PS : Thomas Pesquet est parti en orbite le 17 novembre dernier sur la descendante directe de la fusée de 1957…. soixante ans après, avec la même voie ferrée et le même pas de tir !

 

(1) dans le texte de Mécanique Populaire, on trouve plusieurs perles, dont ces deux là:

  • « Une analyse de la trajectoire fait ressortir que le vaisseau spatial a utilisé une seule poussée de freinage ; la force de freinage n’a pas été employée par à-coups. Ceci indique qu’un carburant solide a été probablement utilisé pour freiner le « Vostok » pour un système de freinage par à-coups, on utilise généralement un carburant liquide ».
  • « Les chiffres de décélération ont également révélé les forces de gravitation qui agissent sur le corps du cosmonaute.  Celles-ci ont été suffisamment élevées pour confirmer une supposition antérieure, à savoir, que le pilote est couché sur le dos dans une cabine qui doit tourner autour d’elle-même entre le moment du lancement et du retour ».
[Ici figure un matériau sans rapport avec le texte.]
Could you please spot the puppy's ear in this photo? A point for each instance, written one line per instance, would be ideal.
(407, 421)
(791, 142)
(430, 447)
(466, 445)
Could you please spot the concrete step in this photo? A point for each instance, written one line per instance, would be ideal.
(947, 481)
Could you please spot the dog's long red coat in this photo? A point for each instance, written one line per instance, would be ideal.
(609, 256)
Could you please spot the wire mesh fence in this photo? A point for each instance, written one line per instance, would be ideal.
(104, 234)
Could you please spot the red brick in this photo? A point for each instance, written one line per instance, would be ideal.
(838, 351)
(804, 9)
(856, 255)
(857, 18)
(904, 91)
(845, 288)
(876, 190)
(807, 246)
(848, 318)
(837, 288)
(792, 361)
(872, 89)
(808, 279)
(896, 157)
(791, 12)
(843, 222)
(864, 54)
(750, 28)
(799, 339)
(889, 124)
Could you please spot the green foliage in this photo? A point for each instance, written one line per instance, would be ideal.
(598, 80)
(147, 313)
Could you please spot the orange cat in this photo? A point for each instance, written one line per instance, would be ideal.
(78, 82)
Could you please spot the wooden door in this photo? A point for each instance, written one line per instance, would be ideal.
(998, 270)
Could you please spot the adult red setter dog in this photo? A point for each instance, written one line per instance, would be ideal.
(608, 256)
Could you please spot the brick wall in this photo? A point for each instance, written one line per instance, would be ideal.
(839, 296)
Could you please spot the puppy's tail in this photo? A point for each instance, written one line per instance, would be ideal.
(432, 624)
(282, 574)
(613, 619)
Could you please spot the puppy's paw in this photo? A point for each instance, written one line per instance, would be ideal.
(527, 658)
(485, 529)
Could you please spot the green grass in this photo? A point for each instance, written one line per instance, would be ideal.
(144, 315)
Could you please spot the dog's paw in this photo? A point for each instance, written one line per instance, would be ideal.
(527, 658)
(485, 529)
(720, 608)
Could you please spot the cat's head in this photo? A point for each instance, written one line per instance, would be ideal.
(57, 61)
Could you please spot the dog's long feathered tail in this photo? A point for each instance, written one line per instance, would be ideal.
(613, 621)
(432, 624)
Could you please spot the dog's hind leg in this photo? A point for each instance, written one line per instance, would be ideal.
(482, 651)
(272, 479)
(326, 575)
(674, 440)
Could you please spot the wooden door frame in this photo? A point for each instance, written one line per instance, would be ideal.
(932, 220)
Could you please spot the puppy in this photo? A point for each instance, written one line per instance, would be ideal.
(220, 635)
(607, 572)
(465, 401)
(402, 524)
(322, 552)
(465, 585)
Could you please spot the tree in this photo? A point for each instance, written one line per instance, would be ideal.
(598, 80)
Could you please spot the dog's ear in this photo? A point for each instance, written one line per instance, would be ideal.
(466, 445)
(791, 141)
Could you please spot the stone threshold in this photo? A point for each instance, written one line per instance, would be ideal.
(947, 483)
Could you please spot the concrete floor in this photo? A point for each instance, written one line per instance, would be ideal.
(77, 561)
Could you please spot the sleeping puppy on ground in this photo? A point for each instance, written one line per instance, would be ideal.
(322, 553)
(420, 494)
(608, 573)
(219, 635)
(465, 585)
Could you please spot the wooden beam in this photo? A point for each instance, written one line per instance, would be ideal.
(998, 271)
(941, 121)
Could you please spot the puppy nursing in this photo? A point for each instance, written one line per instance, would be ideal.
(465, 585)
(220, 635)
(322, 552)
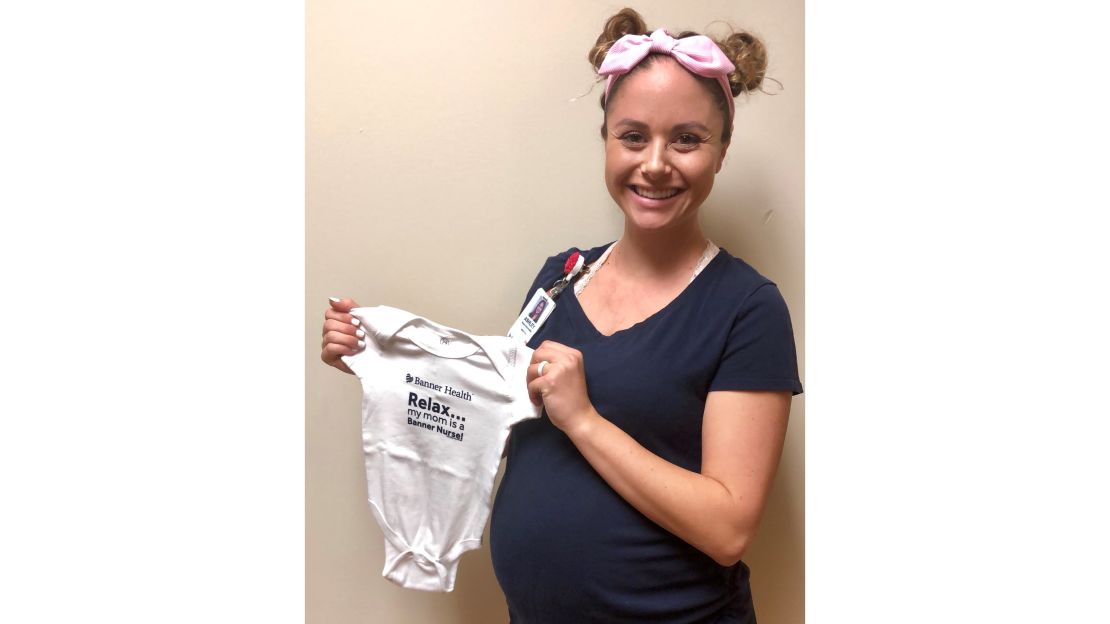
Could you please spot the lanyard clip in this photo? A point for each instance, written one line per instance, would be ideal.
(574, 267)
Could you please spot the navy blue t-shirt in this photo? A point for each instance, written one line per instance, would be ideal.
(566, 547)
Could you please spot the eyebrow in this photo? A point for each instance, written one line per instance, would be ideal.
(686, 126)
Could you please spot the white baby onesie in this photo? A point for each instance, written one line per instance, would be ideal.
(436, 409)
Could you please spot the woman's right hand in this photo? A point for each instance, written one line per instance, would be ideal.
(342, 335)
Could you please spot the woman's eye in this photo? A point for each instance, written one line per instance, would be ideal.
(633, 138)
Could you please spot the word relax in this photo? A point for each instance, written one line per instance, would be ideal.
(430, 404)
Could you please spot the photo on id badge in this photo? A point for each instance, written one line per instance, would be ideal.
(537, 310)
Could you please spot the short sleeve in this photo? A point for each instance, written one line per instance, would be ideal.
(521, 408)
(759, 353)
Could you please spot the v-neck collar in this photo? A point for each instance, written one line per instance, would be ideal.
(583, 319)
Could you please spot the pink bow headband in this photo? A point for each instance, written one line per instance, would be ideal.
(697, 53)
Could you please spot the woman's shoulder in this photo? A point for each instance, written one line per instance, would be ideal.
(554, 265)
(740, 287)
(738, 274)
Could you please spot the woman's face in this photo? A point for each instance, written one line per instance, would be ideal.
(663, 147)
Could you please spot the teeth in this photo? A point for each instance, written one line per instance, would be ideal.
(655, 194)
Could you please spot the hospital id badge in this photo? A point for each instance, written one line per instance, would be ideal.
(535, 313)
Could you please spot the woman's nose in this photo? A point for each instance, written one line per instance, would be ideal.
(655, 161)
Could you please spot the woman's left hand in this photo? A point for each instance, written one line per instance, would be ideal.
(562, 386)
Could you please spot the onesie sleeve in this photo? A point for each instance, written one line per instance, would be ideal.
(521, 406)
(363, 363)
(759, 352)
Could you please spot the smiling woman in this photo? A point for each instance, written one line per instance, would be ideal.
(666, 373)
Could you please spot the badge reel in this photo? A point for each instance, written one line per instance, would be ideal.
(543, 303)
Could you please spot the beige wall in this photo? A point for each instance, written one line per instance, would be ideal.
(444, 162)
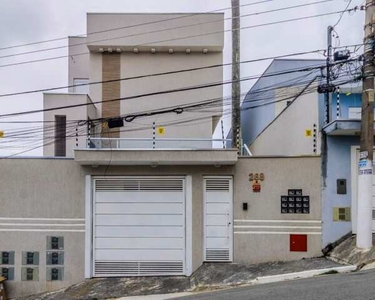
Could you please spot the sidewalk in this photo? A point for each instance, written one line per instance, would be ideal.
(208, 277)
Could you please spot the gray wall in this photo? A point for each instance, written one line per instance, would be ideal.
(264, 213)
(158, 30)
(46, 197)
(73, 116)
(45, 191)
(78, 63)
(255, 119)
(286, 134)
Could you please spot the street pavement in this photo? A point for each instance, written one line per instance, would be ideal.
(353, 286)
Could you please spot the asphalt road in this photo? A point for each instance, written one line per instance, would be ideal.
(353, 286)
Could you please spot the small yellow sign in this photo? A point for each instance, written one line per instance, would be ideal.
(161, 130)
(308, 133)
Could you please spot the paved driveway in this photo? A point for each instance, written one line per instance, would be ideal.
(353, 286)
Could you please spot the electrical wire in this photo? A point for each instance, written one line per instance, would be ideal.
(134, 25)
(163, 30)
(189, 37)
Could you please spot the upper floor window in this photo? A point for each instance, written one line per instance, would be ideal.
(83, 89)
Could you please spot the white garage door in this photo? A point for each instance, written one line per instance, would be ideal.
(139, 227)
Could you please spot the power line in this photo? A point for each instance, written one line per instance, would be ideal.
(186, 37)
(190, 88)
(73, 135)
(163, 30)
(168, 72)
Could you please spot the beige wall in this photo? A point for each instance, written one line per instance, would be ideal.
(199, 123)
(157, 30)
(73, 115)
(261, 233)
(78, 63)
(286, 134)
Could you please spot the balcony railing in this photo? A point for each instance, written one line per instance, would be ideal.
(156, 143)
(162, 143)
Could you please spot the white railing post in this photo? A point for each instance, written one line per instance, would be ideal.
(153, 135)
(338, 103)
(88, 135)
(222, 133)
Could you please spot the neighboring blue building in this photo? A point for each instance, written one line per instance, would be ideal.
(285, 115)
(340, 184)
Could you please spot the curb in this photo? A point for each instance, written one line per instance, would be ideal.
(303, 274)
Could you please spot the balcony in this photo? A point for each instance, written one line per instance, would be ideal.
(156, 151)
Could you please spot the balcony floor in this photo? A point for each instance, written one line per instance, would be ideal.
(155, 157)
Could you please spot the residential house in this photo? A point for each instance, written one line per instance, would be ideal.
(130, 183)
(293, 126)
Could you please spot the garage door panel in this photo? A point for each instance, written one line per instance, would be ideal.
(217, 208)
(216, 231)
(217, 243)
(141, 231)
(139, 197)
(139, 255)
(150, 220)
(139, 227)
(216, 220)
(217, 197)
(138, 208)
(140, 243)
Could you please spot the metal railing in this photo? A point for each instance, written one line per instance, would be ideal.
(157, 143)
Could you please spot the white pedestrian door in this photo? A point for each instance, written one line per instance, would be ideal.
(139, 227)
(218, 233)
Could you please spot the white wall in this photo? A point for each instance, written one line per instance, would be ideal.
(73, 116)
(286, 134)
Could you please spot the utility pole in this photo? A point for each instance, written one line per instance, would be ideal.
(329, 57)
(236, 85)
(364, 212)
(326, 89)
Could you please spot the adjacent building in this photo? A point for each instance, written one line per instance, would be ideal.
(291, 123)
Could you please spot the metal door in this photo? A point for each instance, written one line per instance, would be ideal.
(218, 219)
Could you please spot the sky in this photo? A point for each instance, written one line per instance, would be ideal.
(27, 21)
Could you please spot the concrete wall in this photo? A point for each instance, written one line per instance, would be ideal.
(338, 167)
(47, 196)
(73, 116)
(286, 134)
(262, 233)
(157, 30)
(254, 120)
(346, 101)
(195, 124)
(78, 63)
(41, 198)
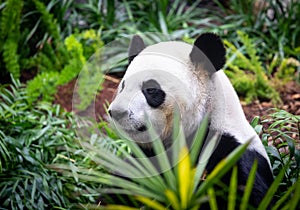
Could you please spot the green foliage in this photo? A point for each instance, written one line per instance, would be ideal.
(56, 70)
(31, 138)
(175, 183)
(247, 73)
(283, 130)
(273, 23)
(10, 35)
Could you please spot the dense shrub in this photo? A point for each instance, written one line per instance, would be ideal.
(31, 138)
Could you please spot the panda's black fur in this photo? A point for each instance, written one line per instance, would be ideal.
(155, 96)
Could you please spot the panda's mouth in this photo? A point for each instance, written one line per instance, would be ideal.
(140, 128)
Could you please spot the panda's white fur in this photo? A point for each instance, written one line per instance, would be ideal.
(195, 95)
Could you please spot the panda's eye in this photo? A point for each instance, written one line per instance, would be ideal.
(154, 95)
(152, 91)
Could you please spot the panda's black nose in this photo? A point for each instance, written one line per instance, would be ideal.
(117, 114)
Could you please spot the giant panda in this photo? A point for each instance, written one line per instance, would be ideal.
(173, 74)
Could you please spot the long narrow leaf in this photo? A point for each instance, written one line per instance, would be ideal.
(222, 168)
(203, 160)
(212, 199)
(163, 160)
(249, 186)
(198, 140)
(151, 203)
(272, 190)
(232, 189)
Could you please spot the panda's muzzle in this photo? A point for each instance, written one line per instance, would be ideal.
(117, 114)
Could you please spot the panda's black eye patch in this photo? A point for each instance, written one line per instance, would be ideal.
(153, 93)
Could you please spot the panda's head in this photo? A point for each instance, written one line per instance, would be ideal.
(163, 77)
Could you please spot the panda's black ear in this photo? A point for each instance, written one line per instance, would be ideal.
(135, 47)
(210, 45)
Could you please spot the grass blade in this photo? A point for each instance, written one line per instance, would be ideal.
(272, 190)
(249, 186)
(212, 199)
(222, 168)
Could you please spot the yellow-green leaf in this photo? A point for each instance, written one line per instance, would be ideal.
(184, 169)
(151, 203)
(173, 199)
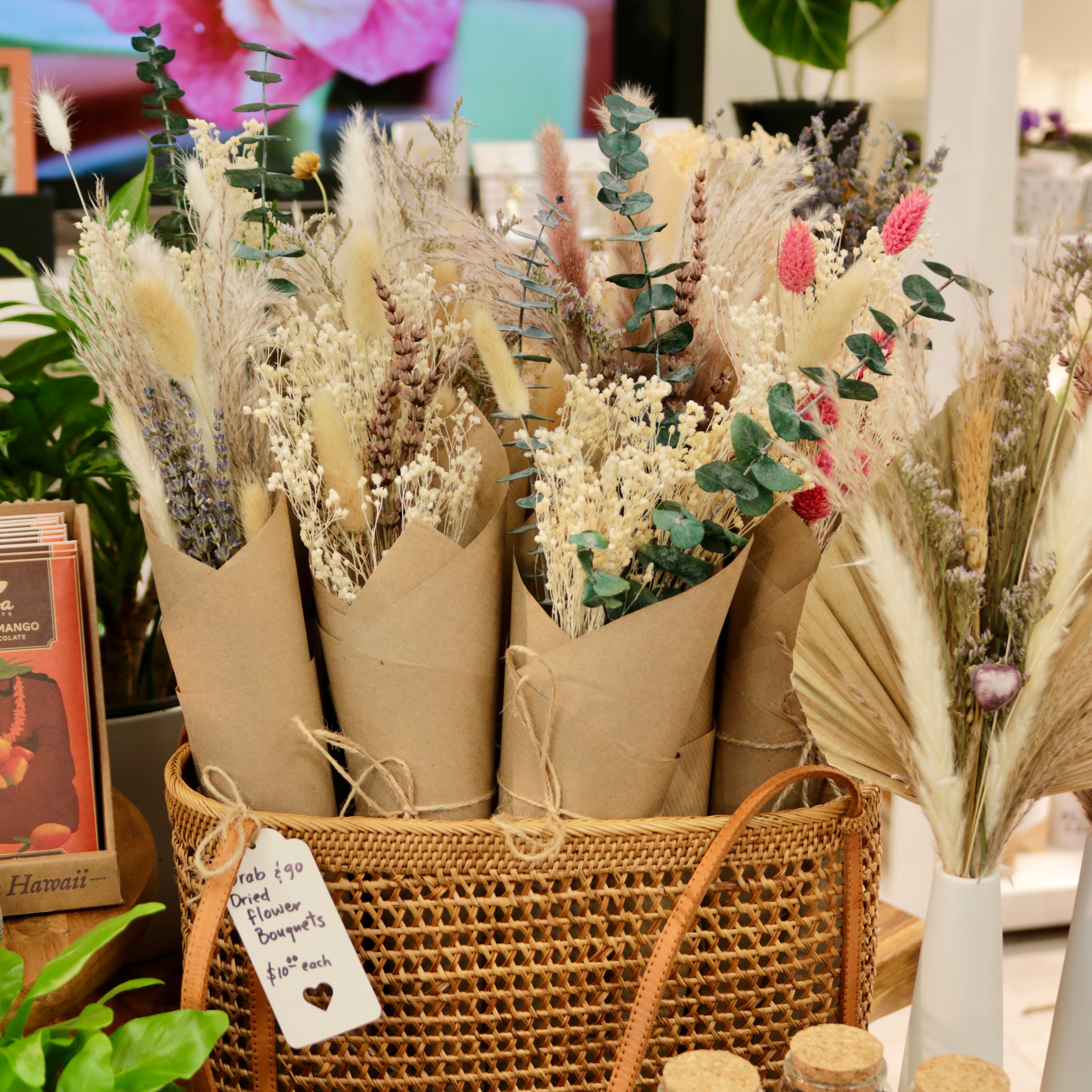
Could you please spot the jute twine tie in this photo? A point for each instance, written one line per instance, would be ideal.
(539, 849)
(236, 814)
(810, 753)
(386, 768)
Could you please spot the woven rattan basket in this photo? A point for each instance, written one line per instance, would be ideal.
(494, 974)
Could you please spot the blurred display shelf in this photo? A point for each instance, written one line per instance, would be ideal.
(1040, 891)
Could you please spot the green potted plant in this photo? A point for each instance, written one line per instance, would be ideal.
(56, 444)
(809, 32)
(147, 1054)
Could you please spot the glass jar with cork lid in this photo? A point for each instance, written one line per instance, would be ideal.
(835, 1059)
(709, 1072)
(959, 1073)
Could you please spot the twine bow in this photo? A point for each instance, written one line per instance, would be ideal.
(406, 795)
(236, 815)
(540, 849)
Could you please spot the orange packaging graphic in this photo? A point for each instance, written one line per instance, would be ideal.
(47, 781)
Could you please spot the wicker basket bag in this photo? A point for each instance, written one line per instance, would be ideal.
(639, 940)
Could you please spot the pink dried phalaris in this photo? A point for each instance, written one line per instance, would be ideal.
(905, 221)
(797, 258)
(995, 685)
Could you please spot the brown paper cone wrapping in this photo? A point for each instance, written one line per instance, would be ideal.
(757, 703)
(239, 646)
(625, 695)
(413, 661)
(688, 793)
(2)  Les découvertes de 1965 de la CIA sont reprises l’année suivante par la presse US : « en septembre 1966, des histoires parues dans le Washington Post et le New York Times affirmaient que les Etats-Unis disposaient d’informations comme quoi l’Union soviétique était en train l’élaborer une fusée plus grande et plus puissant que leur propre gargantuesque fusée lunaire Saturne-V.  Le New York Times estimait que la poussée de la fusée était de 7,5 à 10 millions de livres par rapport à la Saturn V et ses 7,5 millions. Mais ces deux articles parus aux États-Unis déclaraient que les analystes du renseignement n’avait pas encore vu la fusée elle-même. Les estimations antérieures de la fusée encore invisible avait dit qu’elle aurait une poussée de près de cinq millions de livres.  A l’été 1966, cette estimation a été augmentée, mais exactement quand et pourquoi la CIA a ainsi augmenté son estimation reste classé.  Là encore, ce n’est sans doute pas un hasard si ces fuites dans la presse eu lieu en septembre, alors que Centre d’Interprétation Nationale photographique mettait la dernière main à ce qui était un rapport annuel sur l’ensemble des lancements.  Ce rapport a été officiellement daté d’octobre 1966, mais son avant- projet aurait été distribué, au préalable dans toute la communauté du renseignement, et chez certains responsables de la NASA ».  En somme, la CIA avait appris quelque chose dès 1966 qui lui avait permis d’affiner son savoir : les russes préparaient bien une fusée de la taille de Saturn V.  Grâce aux satellites espions, la CIA avait enfin de bonnes prévisions à proposer !  Les explosions successives de la N1 ruineront tout espoir soviétique d’arriver sur la Lune avant les américains.